During the latter part of that era [i.e. the 1970s, 1980s] I belonged to a private lesbian club called Herizon in Binghamton, New York, a community with a large lesbian population and a stellar Ph.D. program in women’s history at the state university, where I was completing my doctorate. The lively mix of academic and bar-dyke ambiance in Herizon’s membership kept us unusually self-aware that what we were doing was important in the historical moment; there were endless discussions about who we were and how to do outreach, with carefully scheduled Board meetings and elections (required in part to keep renewing our license as a private establishment permitted to exclude men). Herizon’s dues-paying membership included, at one point, over 300 women from a radius of 200 miles; we had a rock band, a theatre company, a restaurant, a campout, an annual New Year’s cabaret, and a radical Passover seder that drew dozens of non-Jewish participants—but the everyday tasks of bartending, repair, newsletter preparation, and planning key events fell to a small number of regular volunteers. Not surprisingly, burnout resulted.
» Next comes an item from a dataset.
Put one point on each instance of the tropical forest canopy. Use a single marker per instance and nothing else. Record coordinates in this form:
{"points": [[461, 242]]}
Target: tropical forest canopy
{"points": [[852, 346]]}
 Keeping Herizon open as “our” place where a member could drop in spontaneously to find warm sisterhood and cold beer meant a great deal to everyone. Yet by the late 1980’s, rounding up sufficient volunteers to staff the space five nights out of seven became an unrealistic goal. On some cold winter nights, only one woman might show up. We were committing the same few volunteers to hours of overtime when fewer and fewer patrons were making appearances aside from big events or scheduled weekend concerts by visiting artists. So, we devoted one of our big Annual Meetings to discussing this problem.

At that meeting—which I tape recorded for posterity—the members broke into small working groups to brainstorm possible solutions. We were painfully aware of homophobia in our community, and adamant that Herizon should remain a welcome refuge for women just coming out who needed a place to talk. But clearly it was no longer feasible to stay open Wednesday through Sunday nights. In a town snowed under much of the year, heating costs alone for a Wednesday night with no customers were prohibitive. In our small groups, most long-time members admitted that as they had gradually paired off, settled down, bought homes, adopted kids, and/or elected to get sober, they simply weren’t going out as often as they had in their early twenties, nor were they spending as many dollars at the bar. Since New York had finally raised the drinking age to 21, we had also been forced to close membership to the majority of lesbian college students who would have loved to join Herizon; occasionally we held special alcohol-free event nights with the bar closed and covered. These same lifestyle changes that reduced the money spent on alcohol—Herizon’s primary cash flow intake—were the ones that had led our members to new obligations and interests instead of volunteering at the club as workers. Nothing in our bylaws required members to donate their labor.

Yet when all these facts were on the table, some women remained insistent that Herizon should be open five nights a week—though they themselves admitted they neither came by on weeknights nor were interested in working any night at all. They simply expected that women’s cultural space would continue to be available to them as consumers, without their taking a role in it as producers.